6a. Repoint dangling project links in compiled knowledge
Compiled articles under knowledge/concepts/ and knowledge/memory/ may still link to ../projects/<project>/README.md. Those 404 now.
- Use Grep with path
knowledge/concepts/ and knowledge/memory/, pattern Projects/<project>
- For each hit, rewrite the path from
.../projects/<project>/ to .../archive/<project>/ and add an inline _Archived YYYY-MM-DD._ marker so readers see the status at a glance
- Wikilinks of the form
[[Projects/<project>]] in compiled articles need the same treatment — rewrite to [[archive/<project>]] or to an explicit markdown link
This is mechanical link repointing, not content editing.
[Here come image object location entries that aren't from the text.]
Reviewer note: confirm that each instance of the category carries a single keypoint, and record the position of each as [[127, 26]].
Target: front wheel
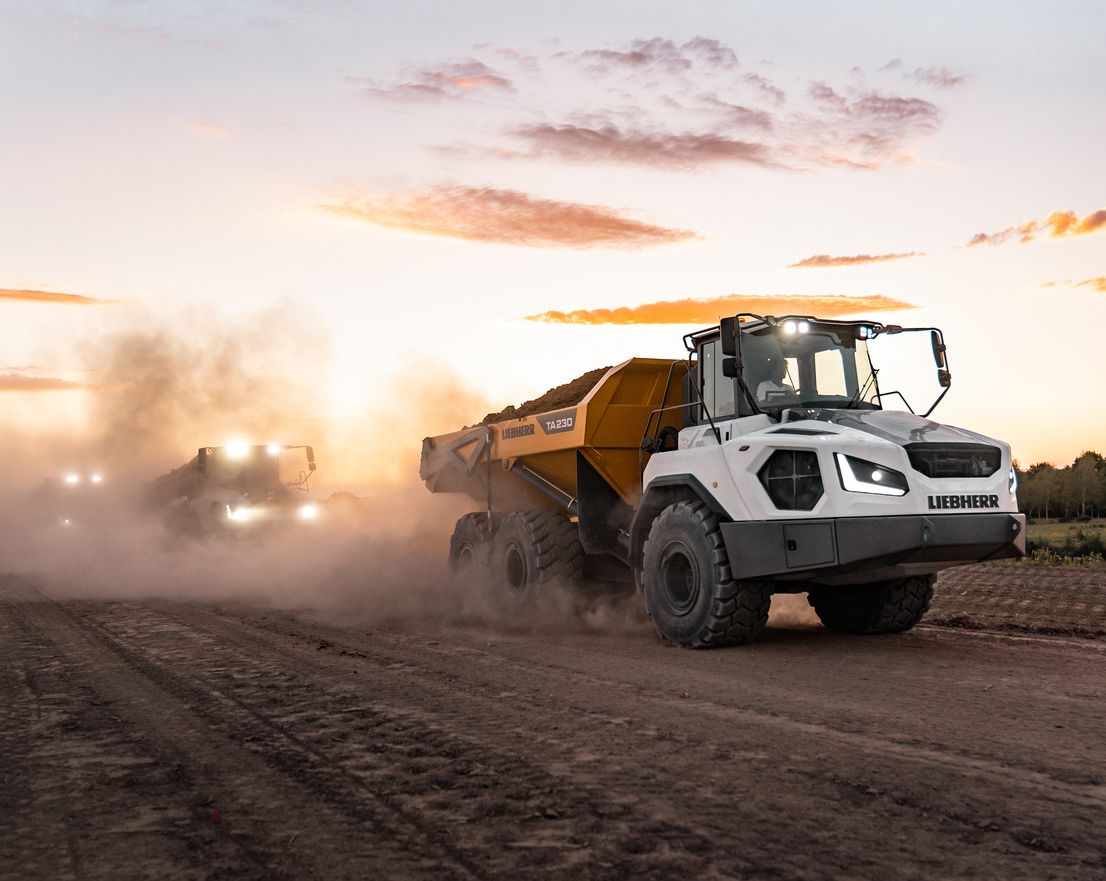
[[689, 590], [885, 607]]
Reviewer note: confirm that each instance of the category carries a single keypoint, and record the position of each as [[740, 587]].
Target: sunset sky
[[501, 193]]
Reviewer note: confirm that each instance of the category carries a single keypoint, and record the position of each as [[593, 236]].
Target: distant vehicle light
[[237, 449], [239, 514]]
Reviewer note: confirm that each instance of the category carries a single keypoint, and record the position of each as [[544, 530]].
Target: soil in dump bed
[[554, 399]]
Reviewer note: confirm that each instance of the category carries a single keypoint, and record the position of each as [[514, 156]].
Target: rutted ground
[[155, 740]]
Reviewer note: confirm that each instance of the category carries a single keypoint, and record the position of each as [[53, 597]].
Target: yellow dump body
[[605, 428]]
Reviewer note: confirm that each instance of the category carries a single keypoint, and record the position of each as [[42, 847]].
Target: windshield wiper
[[859, 392]]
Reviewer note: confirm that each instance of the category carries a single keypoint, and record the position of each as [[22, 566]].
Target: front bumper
[[857, 549]]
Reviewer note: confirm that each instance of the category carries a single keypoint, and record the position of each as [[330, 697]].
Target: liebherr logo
[[961, 502]]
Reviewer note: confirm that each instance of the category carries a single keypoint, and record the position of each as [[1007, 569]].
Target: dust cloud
[[377, 551], [375, 554]]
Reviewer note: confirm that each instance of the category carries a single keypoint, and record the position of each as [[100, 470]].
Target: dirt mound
[[555, 398]]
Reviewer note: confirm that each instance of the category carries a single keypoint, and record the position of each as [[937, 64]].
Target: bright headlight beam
[[237, 449], [854, 484]]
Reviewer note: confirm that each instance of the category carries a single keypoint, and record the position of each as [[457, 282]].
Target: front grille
[[955, 460], [792, 479]]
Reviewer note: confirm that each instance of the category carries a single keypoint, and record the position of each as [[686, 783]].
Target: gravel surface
[[165, 740]]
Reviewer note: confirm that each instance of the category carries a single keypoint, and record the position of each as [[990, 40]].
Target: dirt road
[[158, 740]]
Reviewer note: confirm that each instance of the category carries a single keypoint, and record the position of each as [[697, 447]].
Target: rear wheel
[[469, 546], [885, 607], [689, 590], [535, 547]]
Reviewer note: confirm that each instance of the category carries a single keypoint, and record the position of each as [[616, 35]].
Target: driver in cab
[[774, 386]]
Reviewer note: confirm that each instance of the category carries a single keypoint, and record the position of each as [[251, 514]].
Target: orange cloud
[[51, 296], [505, 217], [941, 77], [446, 81], [1057, 224], [825, 260], [1095, 284], [12, 381], [707, 311]]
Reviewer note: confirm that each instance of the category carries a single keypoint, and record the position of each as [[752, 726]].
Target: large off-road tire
[[470, 546], [532, 548], [885, 607], [689, 590]]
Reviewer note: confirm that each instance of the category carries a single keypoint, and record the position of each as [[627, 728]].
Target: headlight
[[858, 475], [237, 449], [309, 511]]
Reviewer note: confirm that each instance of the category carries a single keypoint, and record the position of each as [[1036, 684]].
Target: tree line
[[1074, 492]]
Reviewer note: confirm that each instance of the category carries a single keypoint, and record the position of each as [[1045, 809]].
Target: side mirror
[[730, 328], [938, 346]]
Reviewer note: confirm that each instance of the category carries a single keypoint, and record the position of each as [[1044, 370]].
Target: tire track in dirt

Leave raw session files (knowledge/raw/) alone.
7. Verify
Run all of these. Anything red = stop and fix.
- Grep the project name across active paths — should return zero hits:
CLAUDE.md .claude/ knowledge/index.md knowledge/memory/ knowledge/concepts/
archive/<project>/ exists, $PROJECTS/<project>/ does not.
knowledge/index.md Projects table no longer lists the project.
- Task scanner runs clean:
mcp__plugin_agent-kevin_kevin__task_scan
mcp__plugin_agent-kevin_kevin__task_query with {project: "<project>"} # should return "No tasks match"
- No new lint regressions (optional but recommended):
mcp__plugin_agent-kevin_kevin__knowledge_lint
Compare issue count to before the archive. New broken-link errors mean step 6a missed something.
8. Summarize
Report to the user:
- What was moved
- Every surface that was edited (name each file)
- Any stragglers that were intentionally left (with reason)
- Anything flagged for manual follow-up (secrets in .env, workspace configs, external references)
Not covered by this skill
- Deleting the project entirely (archiving preserves history on purpose)
- Rolling work into another project (do that first, then archive the empty husk)
- Notifying external stakeholders — do that manually if anyone outside the repo cares
- Removing secrets from the project's
.env files — flag to the user in step 1; don't auto-delete
Edge cases and gotchas
USER.md references: if <HOME>/USER.md mentions the project, repoint or remove the reference manually.
- Dangling wikilinks: post-archive, any
[[Projects/<slug>]] references in the wiki won't resolve. Run mcp__plugin_agent-kevin_kevin__links_rewrite to surface and patch them.
- Prefix reuse after archival: once a project moves to
archive/, its prefix is no longer claimed by buildPrefixMap(), so a future project could derive the same prefix. Existing archived task files keep their IDs (stored in filenames + frontmatter), so this is safe — but if you want the old prefix to stay reserved, keep that in mind when naming new projects.